Dans un second mouvement, il s’agissait pour nous, par ces observations, de nous imprégner également de ce dont la vie dans les centres est faite par et avec les parents par recours au don de spermatozoïdes. Nous visions ce qui pouvait se parler et s’agir « spontanément » dans le cadre particulier des consultations psychologiques et médicales. Nous visions par là même notre propre apprentissage à capter et saisir quelque chose des systèmes de sens qui s’y actualisaient, dans les interactions (Olivier de Sardan, 1995). Une coconstruction des visées exploratoires des problématiques saillantes dans ce cadre pour cette population et de notre posture de chercheure vis-‐ à-‐vis de celle-‐ci était en jeu. Il était question pour nous de commencer à éprouver notre savoir-‐faire et notre savoir-‐être pour une enquête de terrain auprès de ces parents, alors que nous avions appréhendé jusqu’alors essentiellement les perspectives et préoccupations des donneurs et couples requérants (quelques parents avaient été « rencontrés » lors des passations accompagnées de
questionnaires).

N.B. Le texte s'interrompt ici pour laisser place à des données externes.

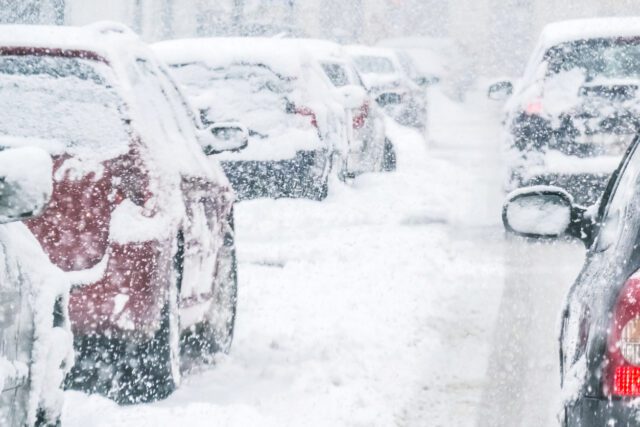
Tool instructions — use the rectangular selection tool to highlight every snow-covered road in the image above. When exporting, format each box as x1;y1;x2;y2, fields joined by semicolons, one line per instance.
63;88;582;427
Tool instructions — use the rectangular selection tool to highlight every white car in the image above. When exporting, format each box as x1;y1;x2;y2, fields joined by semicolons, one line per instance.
0;148;73;427
153;38;347;200
298;39;395;177
346;45;427;131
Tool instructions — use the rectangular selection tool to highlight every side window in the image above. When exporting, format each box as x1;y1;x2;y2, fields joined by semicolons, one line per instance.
596;145;640;252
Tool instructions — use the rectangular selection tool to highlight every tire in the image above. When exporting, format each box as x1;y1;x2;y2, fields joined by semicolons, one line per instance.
182;212;238;363
65;238;182;405
208;211;238;354
382;138;397;172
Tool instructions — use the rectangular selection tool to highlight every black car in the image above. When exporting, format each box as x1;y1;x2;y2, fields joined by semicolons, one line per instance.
489;18;640;204
503;138;640;427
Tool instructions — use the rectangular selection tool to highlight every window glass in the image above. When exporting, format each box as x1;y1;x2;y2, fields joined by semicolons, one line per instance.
0;55;129;156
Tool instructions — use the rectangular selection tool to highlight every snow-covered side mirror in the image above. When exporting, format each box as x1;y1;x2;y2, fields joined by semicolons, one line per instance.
376;92;402;107
487;80;513;101
198;122;249;156
338;85;367;110
502;186;576;238
0;147;53;224
414;74;440;87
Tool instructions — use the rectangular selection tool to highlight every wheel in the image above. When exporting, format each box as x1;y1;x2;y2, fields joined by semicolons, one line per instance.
65;236;182;405
382;138;397;172
189;211;238;362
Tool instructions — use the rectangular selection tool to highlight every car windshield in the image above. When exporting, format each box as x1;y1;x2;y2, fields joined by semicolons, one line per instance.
546;39;640;81
172;63;293;94
353;55;395;74
0;55;129;155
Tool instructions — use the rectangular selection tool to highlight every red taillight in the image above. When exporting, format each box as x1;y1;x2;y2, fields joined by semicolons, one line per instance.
525;99;542;115
603;272;640;397
295;107;318;129
613;366;640;396
108;148;153;211
353;102;369;129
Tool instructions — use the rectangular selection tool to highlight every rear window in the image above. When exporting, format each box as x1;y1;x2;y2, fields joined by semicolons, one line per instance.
171;63;293;94
545;38;640;81
0;55;129;156
353;55;395;74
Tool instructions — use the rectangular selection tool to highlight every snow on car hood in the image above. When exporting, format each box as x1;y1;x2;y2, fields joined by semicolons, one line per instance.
160;63;325;160
523;150;622;178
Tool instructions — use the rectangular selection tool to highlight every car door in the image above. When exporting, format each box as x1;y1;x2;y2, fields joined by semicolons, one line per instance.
136;58;224;327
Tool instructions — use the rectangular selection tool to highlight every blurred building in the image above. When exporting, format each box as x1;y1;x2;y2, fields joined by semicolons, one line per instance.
6;0;640;76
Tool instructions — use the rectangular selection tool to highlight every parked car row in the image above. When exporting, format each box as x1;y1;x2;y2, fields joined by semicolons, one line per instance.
0;23;424;427
498;18;640;427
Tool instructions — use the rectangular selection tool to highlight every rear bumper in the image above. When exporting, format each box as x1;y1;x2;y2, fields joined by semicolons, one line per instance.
563;397;640;427
69;241;173;337
221;150;330;200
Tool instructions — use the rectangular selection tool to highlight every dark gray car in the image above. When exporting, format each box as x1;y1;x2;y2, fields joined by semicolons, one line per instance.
503;138;640;427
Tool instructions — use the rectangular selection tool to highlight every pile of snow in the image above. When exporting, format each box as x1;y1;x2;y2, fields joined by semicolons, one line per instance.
0;223;73;425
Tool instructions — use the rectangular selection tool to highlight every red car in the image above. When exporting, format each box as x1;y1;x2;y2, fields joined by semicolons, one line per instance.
0;23;246;403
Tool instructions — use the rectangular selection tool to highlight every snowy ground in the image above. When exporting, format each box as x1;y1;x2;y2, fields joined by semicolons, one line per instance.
63;88;582;427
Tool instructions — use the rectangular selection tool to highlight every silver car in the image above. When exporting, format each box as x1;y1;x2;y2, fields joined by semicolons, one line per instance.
0;147;73;427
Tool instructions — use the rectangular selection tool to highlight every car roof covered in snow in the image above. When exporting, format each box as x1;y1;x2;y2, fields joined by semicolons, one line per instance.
0;21;143;59
539;17;640;48
345;44;398;63
152;37;311;77
287;38;347;59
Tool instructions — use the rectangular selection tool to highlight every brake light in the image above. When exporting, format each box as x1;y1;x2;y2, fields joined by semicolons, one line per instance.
525;98;542;115
295;107;318;129
353;102;369;129
603;271;640;397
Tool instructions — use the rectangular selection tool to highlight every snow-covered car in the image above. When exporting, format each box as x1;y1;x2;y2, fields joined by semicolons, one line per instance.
0;23;241;403
503;134;640;427
377;37;473;100
346;45;427;131
154;37;347;200
496;18;640;203
0;148;73;427
297;39;395;177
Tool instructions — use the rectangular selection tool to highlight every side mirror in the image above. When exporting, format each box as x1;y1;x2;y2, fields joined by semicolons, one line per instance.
0;147;53;224
502;186;584;238
414;75;440;87
487;81;513;101
338;85;367;110
376;92;402;107
198;122;249;156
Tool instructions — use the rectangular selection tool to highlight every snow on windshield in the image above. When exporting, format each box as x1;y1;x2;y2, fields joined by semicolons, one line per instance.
353;55;396;74
0;55;129;158
172;63;319;160
545;38;640;81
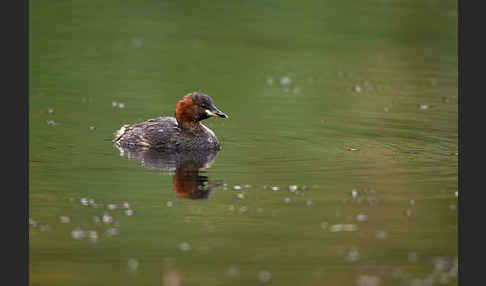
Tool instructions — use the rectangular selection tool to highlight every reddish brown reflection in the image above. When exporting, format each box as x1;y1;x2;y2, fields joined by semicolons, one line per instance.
117;147;221;200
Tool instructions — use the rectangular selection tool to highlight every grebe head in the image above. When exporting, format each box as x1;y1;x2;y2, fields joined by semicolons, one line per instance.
176;92;228;128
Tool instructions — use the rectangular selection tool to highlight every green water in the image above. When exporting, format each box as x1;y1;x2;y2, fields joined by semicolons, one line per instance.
29;0;458;286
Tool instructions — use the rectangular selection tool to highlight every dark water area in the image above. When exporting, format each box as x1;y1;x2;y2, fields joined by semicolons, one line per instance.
29;1;458;286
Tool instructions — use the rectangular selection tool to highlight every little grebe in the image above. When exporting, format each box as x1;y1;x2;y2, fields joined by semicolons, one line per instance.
113;92;228;151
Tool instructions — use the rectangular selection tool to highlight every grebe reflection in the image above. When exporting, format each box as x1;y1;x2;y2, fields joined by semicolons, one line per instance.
116;146;221;199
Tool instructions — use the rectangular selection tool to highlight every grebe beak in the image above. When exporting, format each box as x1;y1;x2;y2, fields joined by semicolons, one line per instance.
205;106;228;118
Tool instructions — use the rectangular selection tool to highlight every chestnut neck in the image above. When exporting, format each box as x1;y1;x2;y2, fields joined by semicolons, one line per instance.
176;95;201;130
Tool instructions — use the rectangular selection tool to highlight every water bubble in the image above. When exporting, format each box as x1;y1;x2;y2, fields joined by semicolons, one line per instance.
105;227;119;236
258;270;272;283
321;221;329;229
226;265;240;277
127;258;139;271
179;241;191;251
343;224;358;231
280;76;292;85
346;247;359;262
88;230;98;242
405;209;413;216
266;76;273;85
103;213;113;223
408;252;418;263
93;216;101;224
71;228;85;240
46;120;58;126
329;224;343;232
375;230;387;240
29;217;37;227
356;214;368;221
289;185;299;193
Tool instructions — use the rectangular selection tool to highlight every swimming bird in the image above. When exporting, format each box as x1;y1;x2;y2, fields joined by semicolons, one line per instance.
113;92;228;151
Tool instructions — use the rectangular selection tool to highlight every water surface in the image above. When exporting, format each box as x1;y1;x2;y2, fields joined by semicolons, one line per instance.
29;1;458;285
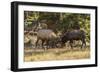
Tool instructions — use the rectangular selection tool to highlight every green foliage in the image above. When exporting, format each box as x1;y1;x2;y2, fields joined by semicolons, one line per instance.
24;11;90;42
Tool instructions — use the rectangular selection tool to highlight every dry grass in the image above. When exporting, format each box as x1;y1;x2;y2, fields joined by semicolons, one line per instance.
24;48;90;62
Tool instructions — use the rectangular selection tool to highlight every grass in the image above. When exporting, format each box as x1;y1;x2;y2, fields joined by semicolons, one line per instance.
24;47;90;62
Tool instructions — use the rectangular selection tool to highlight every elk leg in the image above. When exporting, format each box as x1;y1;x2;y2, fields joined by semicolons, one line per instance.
70;40;73;49
36;39;39;47
42;40;45;48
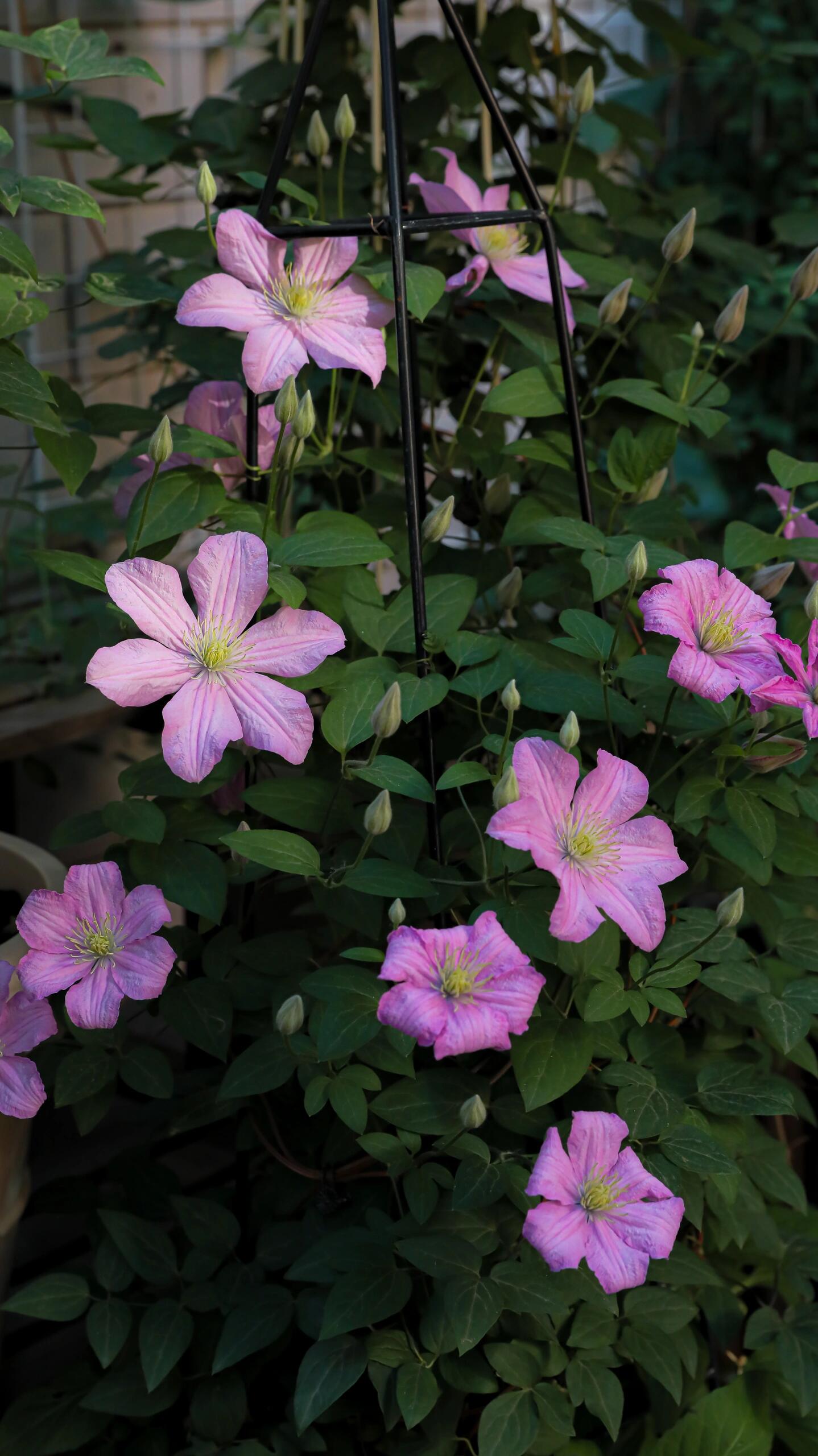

Nous souhaitions infléchir notre mouvement vers ces parents, nous laisser une première fois étonner, avant de nous engager dans la conduite des entretiens individuels et collectifs. Il s’agissait de nous constituer plus finement en tant qu’interlocutrice pour ceux-‐ci, une interlocutrice qui soit suffisamment aiguisée quant à la teneur, texture et tessiture des expériences et questionnements passés et actuels, pour être perçue comme digne que l’on s’adresse à elle (Haas & Masson, 2006). Conjointement, cette forme de connaissance sensible nous semblait judicieuse pour favoriser la suspension de « nos savoirs et jugements » dans l’ici et maintenant des entretiens (Jodelet, 2003c). Ceux-‐ci auraient été pour partie identifiés, délimités et élaborés préalablement. Enfin, il s’agissait de nous laisser infuser par une imprégnation liminaire, bien que spécifiquement contextualisée, au contact de cette population, afin de bénéficier de ses effets. Ils sont réputés intervenir « très indirectement, inconsciemment mais efficacement (…) sur la machine à conceptualiser, analyser, intuiter, interpréter » du chercheur, à l’œuvre au long cours de la recherche et lors du travail des données et de rédaction (Olivier de Sardan, 1995, p. 77).